Blistering distal dactylitis is a superficial bacterial infection involving the tips of the pads of fingers or toes. Lesions consist of tense blisters 0.5 to 1 cm in diameter that are filled with thin purulent fluid and surrounded by a narrow erythematous rim. With evolution, they may coalesce and extend proximally along the lateral aspect of the nail fold. On rupture, a thick crust forms (Fig. 8-50). Group A β-streptococci are the usual causative organisms and are detected by Gram stain and culture of vesicular fluid. On occasion, group B streptococci and S. aureus are isolated. The disorder can be distinguished from a paronychia by the distal location of initial lesions; from a herpetic whitlow by the larger size of the initial vesicles and Gram stain of the purulent fluid; and from burns by the purulence of the vesicular fluid and Gram stain revealing white blood cells and bacteria.

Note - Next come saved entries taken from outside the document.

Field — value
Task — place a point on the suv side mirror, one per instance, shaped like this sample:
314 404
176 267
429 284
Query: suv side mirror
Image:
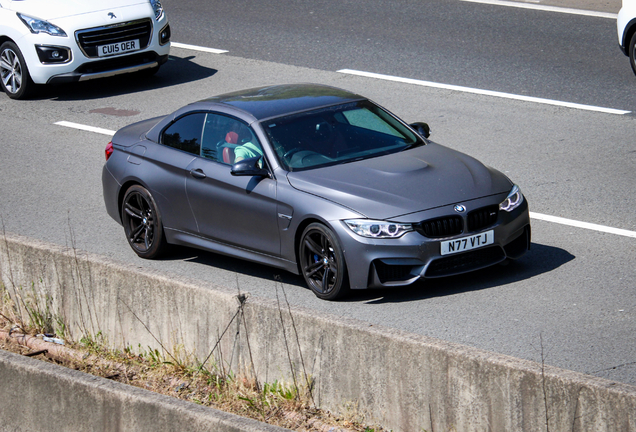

Figure 8-50 Blistering distal dactylitis. A tense blister filled with purulent fluid first developed at the tip of the thumb pad of this child. Subsequently, the lesion ruptured and crusted and newer lesions formed more proximally along the nail fold and at the tip of the index finger.
(From Cohen BA: Pediatric dermatology, ed 2, London, 1999, Mosby.)
Erythema multiforme (EM) is a distinctive, acute hypersensitivity syndrome that, in both children and adults, is most frequently triggered by recurrent herpes simplex virus (HSV) infection. EM should not be confused with either Stevens-Johnson syndrome (SJS) or toxic epidermal necrolysis (TEN), which are severe, potentially life-threatening eruptions characterized by variably widespread cutaneous blistering and sloughing, and by involvement of multiple mucous membranes.
The classic eruption of EM is symmetrical and may occur on any part of the body. However, the dorsum of the hands and feet and the extensor surfaces of the arms and legs are affected most commonly. Involvement of the palms and soles also is typical. The initial lesions are dusky red macules or erythematous wheals that evolve into iris- or target-shaped lesions, the hallmark of EM (Fig. 8-51, A). In many instances the initial crop of lesions simulates diffuse urticaria, although EM lesions are typically much less pruritic, if at all, and ultimately they become painful and persistent, in contrast to true urticarial lesions, which remain pruritic and tend to migrate over a 24-hour period. The target configuration is due to formation of a central depression that may be blue, violaceous, or white, whereas the elevated periphery tends to remain erythematous. In some cases, vesicles or bullae develop centrally, and in others the peripheral rings may vesiculate or become bullous (Fig. 8-51, B and C). The eruption continues in crops that last from 1 to 3 weeks. In most patients the disease is self-limited, and systemic manifestations are relatively mild, consisting of low-grade fever, malaise, and myalgia. Mucous membranes tend to be spared, although, on occasion, the oral mucosa may be mildly involved. The major differential diagnosis is urticaria, which does not demonstrate three discrete zones of color change to form a target, as do lesions of true erythema multiforme.
Figure 8-51 Erythema multiforme. A, The characteristic target-shaped lesions are symmetrically distributed. B, These lesions are dusky centrally and their peripheral rims are beginning to vesiculate. C, In this case, the peripheral rims have become frankly bullous.